Lymphatic malformations affect between 0.02 % and 0.05 % of the population, with half identified at birth and nearly all by 2 years of age [14]; they occur with equal incidence among females and males. The pathogenesis of these malformations is likely related to a defect occurring during embryonic lymphangiogenesis, whereby buds of lymphatic tissue become sequestered during development. Lymphatic malformations are most often cutaneous in location, though 10 % may involve the viscera. However, they are particularly trans-spatial in nature, frequently involving all types of soft tissue and bone within a region. Lymphatic endothelium may be confirmed pathologically with staining for the D2-40 antibody.

Lymphatic malformations (LMs) can be classified as microcystic, macrocystic, or mixed. Many authors suggest that cysts <2 cm be classified as microcysts and those >2 cm as macrocysts, while others advocate for classification based on typical appearance: those cysts appearing sonographically anechoic, with clearly delineated spaces and thin echogenic walls, are categorized as macrocystic, while those appearing as a near-solid echogenic mass are classified as microcystic [9]. As the classification system has most relevance in guiding treatment, this latter schema has utility in its favor.

Macrocystic lymphatic malformations are most commonly found in the axilla, chest, and neck and can frequently be identified on prenatal ultrasound. In that setting, important syndromic associations to consider include Down, Turner, or Noonan syndrome. On examination, macrocystic malformations are typically soft and compressible, although striking changes in size and firmness can occur with hemorrhage or infection. Mixed microcystic and macrocystic lymphatic malformations are common in the head and neck and can result in facial deformities; when involving the tongue or pharynx, airway compromise may occur, particularly in the setting of hemorrhage or infection. Syndromic associations have also recently been described with the CLAPO syndrome, with the initial description consisting of six patients with lower lip capillary malformation, face and neck lymphatic malformation, facial and limb asymmetry, and partial or generalized overgrowth. Interestingly, periorbital lymphatic malformations have been associated with intracranial vascular anomalies, including developmental venous anomalies, cavernous malformations, and others [15].

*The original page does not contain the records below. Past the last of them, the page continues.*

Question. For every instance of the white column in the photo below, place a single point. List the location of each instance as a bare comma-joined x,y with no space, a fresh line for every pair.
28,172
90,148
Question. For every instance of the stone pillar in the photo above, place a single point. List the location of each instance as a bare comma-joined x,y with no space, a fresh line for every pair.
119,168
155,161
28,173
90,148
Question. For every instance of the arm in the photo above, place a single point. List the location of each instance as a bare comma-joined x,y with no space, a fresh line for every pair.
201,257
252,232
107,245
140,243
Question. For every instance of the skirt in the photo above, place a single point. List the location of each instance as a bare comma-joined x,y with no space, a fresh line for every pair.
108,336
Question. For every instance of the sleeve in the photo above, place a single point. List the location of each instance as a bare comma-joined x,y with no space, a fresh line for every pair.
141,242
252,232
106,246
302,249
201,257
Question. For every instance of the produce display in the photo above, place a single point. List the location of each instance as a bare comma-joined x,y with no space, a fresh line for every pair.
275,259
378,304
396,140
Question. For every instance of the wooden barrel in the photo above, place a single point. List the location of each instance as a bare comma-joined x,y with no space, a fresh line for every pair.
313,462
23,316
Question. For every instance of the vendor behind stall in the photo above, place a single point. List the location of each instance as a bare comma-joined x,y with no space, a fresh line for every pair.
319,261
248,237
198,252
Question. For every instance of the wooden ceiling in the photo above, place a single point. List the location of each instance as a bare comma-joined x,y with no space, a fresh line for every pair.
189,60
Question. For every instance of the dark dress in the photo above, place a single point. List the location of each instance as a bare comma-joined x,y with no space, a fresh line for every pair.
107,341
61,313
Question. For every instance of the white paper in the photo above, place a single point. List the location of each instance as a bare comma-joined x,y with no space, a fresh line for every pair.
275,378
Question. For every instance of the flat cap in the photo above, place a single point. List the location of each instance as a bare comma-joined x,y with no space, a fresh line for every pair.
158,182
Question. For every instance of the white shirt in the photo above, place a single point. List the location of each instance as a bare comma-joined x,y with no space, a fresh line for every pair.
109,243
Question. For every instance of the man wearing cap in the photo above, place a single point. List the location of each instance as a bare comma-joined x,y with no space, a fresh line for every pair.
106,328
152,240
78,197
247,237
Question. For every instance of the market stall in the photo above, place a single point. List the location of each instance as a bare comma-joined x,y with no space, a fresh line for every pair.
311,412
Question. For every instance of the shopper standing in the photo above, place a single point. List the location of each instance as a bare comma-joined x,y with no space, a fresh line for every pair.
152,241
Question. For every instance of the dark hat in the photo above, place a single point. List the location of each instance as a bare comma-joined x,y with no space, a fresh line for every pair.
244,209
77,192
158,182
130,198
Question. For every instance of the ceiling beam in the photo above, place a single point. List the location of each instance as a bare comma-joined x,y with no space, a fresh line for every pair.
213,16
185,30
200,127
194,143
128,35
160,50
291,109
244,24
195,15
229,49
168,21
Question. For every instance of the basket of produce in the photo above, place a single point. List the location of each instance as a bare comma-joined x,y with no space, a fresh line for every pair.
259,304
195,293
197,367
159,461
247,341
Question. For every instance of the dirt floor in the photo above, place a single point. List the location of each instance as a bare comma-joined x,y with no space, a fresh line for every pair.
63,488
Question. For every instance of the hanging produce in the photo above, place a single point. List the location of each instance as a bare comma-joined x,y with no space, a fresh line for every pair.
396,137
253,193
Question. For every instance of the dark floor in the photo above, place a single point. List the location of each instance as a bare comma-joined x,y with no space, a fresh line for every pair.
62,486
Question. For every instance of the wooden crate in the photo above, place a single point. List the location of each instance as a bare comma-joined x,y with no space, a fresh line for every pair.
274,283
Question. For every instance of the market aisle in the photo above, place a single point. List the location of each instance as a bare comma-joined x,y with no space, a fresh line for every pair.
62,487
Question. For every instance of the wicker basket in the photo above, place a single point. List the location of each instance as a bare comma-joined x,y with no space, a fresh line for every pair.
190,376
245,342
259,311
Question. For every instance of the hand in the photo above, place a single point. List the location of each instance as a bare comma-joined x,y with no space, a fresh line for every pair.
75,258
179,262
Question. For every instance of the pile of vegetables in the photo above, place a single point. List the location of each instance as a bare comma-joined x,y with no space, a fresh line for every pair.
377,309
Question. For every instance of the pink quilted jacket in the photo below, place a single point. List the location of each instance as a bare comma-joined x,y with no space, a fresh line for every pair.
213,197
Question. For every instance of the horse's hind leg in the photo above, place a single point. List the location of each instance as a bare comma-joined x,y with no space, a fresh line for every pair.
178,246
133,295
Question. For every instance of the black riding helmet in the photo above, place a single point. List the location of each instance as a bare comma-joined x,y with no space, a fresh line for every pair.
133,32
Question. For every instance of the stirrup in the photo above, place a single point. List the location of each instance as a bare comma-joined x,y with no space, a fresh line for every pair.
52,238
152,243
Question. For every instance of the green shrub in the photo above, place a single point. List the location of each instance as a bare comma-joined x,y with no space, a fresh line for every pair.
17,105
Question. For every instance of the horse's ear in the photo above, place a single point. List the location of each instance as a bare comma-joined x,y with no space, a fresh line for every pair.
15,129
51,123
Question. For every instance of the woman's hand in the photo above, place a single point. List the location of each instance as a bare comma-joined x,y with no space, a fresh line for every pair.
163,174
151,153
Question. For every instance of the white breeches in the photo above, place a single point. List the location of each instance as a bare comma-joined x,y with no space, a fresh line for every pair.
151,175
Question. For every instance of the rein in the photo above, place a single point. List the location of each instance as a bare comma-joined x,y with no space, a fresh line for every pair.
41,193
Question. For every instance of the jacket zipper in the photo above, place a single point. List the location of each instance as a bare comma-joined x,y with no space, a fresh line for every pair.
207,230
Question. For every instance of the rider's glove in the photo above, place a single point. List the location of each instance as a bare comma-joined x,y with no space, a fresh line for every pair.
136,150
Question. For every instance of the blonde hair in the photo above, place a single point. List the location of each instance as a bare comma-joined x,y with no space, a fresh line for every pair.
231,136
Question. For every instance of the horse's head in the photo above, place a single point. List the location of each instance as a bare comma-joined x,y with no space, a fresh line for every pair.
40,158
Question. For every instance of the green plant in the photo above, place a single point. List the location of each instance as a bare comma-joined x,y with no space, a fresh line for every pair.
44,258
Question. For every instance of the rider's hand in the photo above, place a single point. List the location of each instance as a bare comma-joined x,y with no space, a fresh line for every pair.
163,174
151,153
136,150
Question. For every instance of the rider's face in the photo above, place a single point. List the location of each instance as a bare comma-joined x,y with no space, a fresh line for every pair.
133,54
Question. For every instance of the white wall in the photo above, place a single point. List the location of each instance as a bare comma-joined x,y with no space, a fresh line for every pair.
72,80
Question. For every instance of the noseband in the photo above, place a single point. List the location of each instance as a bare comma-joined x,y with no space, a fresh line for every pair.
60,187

Imaging of lymphatic malformations is often focused on delineation of infiltrative components or to help refine differential possibilities when with dealing indeterminate cystic lesions. The specific appearance is dependent upon the macrocystic, microcystic, or mixed nature of the lesion. Macrocystic lesions have a multilocular cystic sonographic appearance without evidence of internal flow (Fig. 3). Layering debris from prior hemorrhage or infection may also be seen. Conversely, microcystic lymphatic malformations typically appear as an echogenic mass due to the density of acoustic interfaces within the malformation. By CT, macrocystic LMs typically appear as hypodense, septated masses [3]. MR imaging generally reveals hypointense T1-WI signal and hyperintense T2-WI signal with or without fluid-fluid levels. Post-contrast imaging may demonstrate mural or septal enhancement, but no enhancement is seen within cystic spaces of the malformation.


Fig. 3
A 3-year-old female with exodeviation and ptosis, leading to discovery of an orbital macrocystic lymphatic malformation. Axial pre-contrast T1W image (a) and coronal T2W image (b) demonstrate a multiseptated, heterogeneous left orbital malformation. Power Doppler ultrasound image (c) confirms a multiseptated cystic lesion, with no evidence of internal hypervascularity on power Doppler interrogation

Therapy of LM is guided by the size, area of involvement, and symptoms related to the malformation. Treatment modalities for macrocystic malformations include sclerotherapy, in some cases laser therapy, and surgical excision (Fig. 4). Unfortunately, recurrence is not rare after resection, and scarring and damage to adjacent nerves or blood vessels may occur. Sclerotherapy of LM typically involves cannulation of each cyst, in which fluid is then aspirated and a similar volume of sclerosing agent is injected. Some lesions may be so large as to necessitate placement of a pigtail catheter which can remain in place for several days, facilitating repeat aspiration and injection.


Fig. 4
A 3-year-old female with left orbital macrocystic lymphatic malformation. Grayscale sonographic image (a) demonstrates percutaneous needle access of the malformation, with confirmation of intralesional position noted on spot lateral radiography (b). Axial T2W images prior to (c) and following (d) sclerotherapy with doxycycline 10 mg/mL diluted in iodinated contrast demonstrate interval decrease in size of the malformation (white arrows)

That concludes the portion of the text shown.